The introduction of European Union (EU) rules governing cross-border euro payments in 2001 has led to a dramatic fall in costs for consumers and prompted banks to invest in EU-wide payments intfrastructure, according to a European Commission study.
The study found that the cost of making cross-border euro payments has fallen by 90% since the rules were implemented six years ago, while costs for domestic transfers have remained static.
The rules stipulated that the cost of cross-border payments within the EU should be the same as for domestic transfers.
Before the regulations were introduced a EUR100 cross-border transfer would have cost the consumer an average EUR24. But today the same transfer will incur a fee of just EUR2.50.

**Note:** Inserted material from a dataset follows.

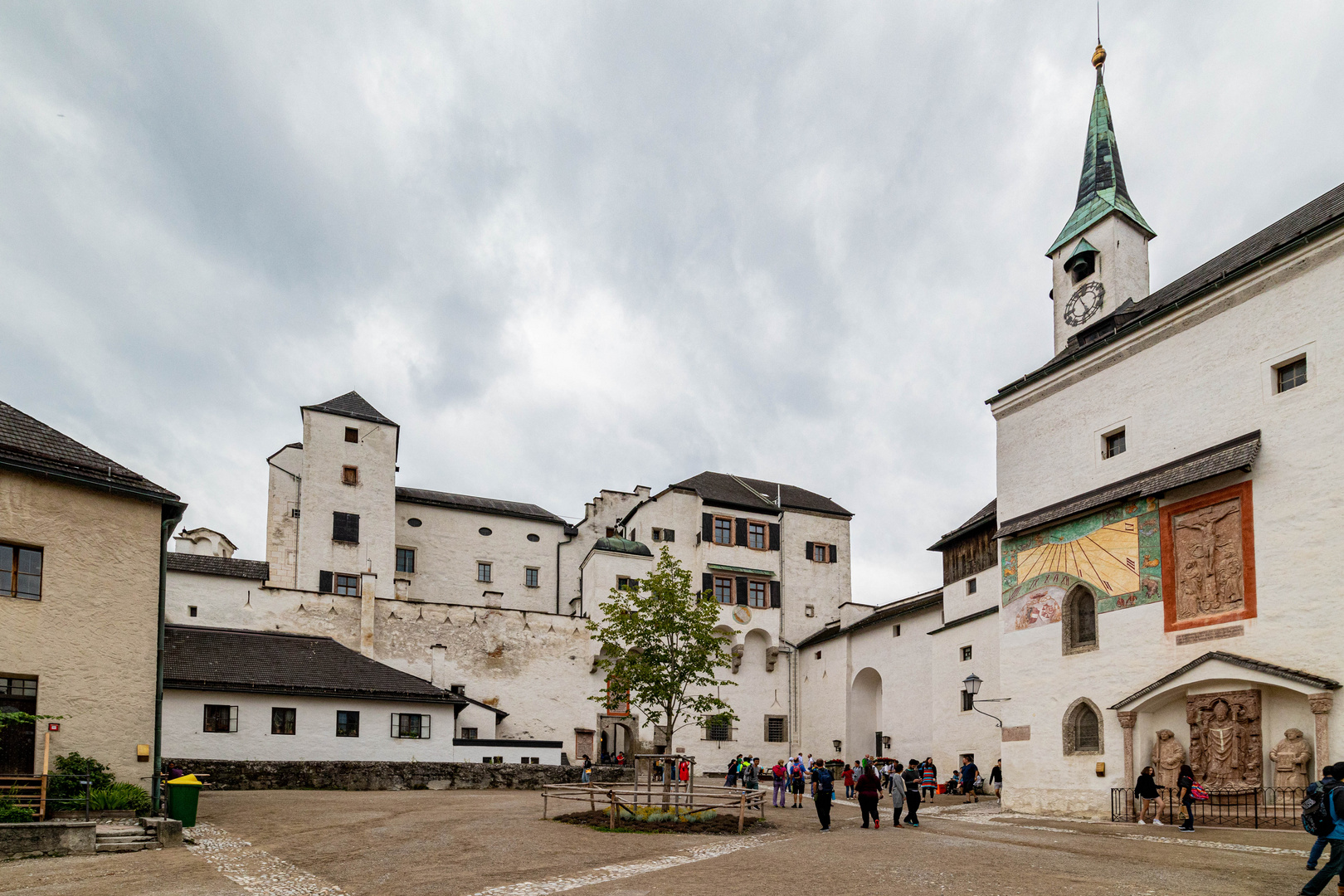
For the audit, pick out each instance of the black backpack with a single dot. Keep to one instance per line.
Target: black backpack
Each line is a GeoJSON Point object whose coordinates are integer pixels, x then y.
{"type": "Point", "coordinates": [1316, 813]}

The obligation to apply the same charges to national and cross-border payments has prompted the banking industry to develop an EU-wide infrastructure in order to cut the costs for cross-border payments, says the study. This represents an important step towards creating a Single Euro Payment Area (Sepa).
Internal market and services commissioner, Charlie McCreevy, says the price of cross-border payments has reduced dramatically and - contrary to what had been feared - the price of domestic payments has not gone up.
"The banks' reaction has been very positive – they have set up an ambitious project to create a Single Euro Payments Area (Sepa) that will treat all euro payments as though they were domestic," says McCreevy. "By using fully automated payment systems that are of lower cost, this project has enormous potential to bring about huge savings and we fully support it."